For instance my own oxytocin triggers that I practiced all along pregnancy and helped me during labor:

  • press our foreheads together with my partner. This place is a portal to the neshama, some call it the 3rd eye. Touching with one foreheads, or someone kissing that place, is a big sign of feeling safe and loved. Being in that position for some time, as long as we want, losing track of time, connecting, bonding, letting go... During labor, after an intense wave, this made me release, cry, laugh, and be ready for the real big ones to come

  • sweet orange essential oil on a little cotton

  • Specific songs and rhythms. Here were my playlists, feel free to get inspired from mine: Calm Birth / Baby Dance

  • Balancing movement side to side with my hands on my belly and whispering love words or humming.

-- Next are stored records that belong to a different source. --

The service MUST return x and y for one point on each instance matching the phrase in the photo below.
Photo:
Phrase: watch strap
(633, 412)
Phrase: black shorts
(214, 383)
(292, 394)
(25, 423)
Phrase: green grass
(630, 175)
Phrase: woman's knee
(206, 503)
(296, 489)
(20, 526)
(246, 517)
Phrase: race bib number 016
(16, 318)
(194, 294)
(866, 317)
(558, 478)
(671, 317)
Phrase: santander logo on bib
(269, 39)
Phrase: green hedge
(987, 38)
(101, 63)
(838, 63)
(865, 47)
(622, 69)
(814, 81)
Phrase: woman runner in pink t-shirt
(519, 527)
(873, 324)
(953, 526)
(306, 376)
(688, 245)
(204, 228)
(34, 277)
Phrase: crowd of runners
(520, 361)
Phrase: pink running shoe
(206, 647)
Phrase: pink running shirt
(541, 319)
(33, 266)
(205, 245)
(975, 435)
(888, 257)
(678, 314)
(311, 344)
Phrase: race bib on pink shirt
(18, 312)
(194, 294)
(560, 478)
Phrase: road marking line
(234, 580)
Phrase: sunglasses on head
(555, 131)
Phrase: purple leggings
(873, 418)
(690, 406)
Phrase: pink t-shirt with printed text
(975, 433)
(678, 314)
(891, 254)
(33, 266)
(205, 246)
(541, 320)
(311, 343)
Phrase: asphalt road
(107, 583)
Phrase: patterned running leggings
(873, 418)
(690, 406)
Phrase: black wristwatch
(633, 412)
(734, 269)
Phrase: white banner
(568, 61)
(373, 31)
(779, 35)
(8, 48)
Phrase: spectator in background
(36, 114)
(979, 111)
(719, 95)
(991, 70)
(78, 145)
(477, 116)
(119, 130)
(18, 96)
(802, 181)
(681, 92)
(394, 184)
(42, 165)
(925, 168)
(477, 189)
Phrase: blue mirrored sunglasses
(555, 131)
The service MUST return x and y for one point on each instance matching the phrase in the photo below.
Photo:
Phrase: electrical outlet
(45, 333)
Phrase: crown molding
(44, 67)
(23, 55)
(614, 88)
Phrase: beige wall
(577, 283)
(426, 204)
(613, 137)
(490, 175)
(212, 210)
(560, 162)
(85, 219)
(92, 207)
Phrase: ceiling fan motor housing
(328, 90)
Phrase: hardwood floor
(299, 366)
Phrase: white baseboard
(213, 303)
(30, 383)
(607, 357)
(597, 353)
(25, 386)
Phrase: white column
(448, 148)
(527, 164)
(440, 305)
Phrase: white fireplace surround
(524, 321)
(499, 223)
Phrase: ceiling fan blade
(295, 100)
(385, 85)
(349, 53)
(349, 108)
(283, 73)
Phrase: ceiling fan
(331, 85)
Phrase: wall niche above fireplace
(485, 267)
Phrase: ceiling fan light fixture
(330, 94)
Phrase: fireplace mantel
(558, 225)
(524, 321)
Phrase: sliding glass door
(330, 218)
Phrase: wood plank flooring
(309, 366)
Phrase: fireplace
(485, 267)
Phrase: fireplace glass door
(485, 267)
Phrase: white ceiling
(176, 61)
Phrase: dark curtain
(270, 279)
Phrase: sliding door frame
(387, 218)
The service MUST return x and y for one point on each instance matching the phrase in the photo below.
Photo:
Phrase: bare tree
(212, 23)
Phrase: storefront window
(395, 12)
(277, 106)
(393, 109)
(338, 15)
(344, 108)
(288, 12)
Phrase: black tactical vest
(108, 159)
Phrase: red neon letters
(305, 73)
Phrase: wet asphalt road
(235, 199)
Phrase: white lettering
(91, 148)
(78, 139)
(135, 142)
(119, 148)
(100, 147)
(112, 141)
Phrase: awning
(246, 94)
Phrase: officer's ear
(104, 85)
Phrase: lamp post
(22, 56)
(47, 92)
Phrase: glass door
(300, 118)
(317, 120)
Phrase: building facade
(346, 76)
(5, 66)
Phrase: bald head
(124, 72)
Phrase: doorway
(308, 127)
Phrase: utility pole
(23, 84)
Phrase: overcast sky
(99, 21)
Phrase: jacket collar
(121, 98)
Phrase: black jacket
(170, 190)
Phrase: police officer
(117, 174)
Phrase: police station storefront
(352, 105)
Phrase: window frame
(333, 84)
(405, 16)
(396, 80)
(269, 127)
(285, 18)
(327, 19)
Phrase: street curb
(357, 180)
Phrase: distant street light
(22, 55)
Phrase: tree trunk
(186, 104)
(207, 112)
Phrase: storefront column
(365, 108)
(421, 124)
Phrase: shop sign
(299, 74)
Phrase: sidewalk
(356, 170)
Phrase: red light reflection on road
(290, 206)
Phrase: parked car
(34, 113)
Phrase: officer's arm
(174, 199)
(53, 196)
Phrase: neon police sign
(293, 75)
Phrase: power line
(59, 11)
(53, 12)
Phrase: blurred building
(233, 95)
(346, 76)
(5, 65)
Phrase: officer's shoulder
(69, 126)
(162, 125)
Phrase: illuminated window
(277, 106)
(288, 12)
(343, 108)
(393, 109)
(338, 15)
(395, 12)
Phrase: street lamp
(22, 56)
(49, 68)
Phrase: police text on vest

  • Preparing a birth plan is great in that sense - no matter what happens you know your desires will be taken in consideration. Below is a copy of mine, feel free to get some inspiration from it. In all that uncertainty, it gives a sense of control even if at the end it all comes from Hashem. At least you can say "I did my part, I did my research, I wrote my intentions, now it's in your hands." That's what we call "hishtadlut", doing our very best, taking full responsibilities for our lives, doing as much as we can, but knowing that at the end of it, the results belongs to Hashem.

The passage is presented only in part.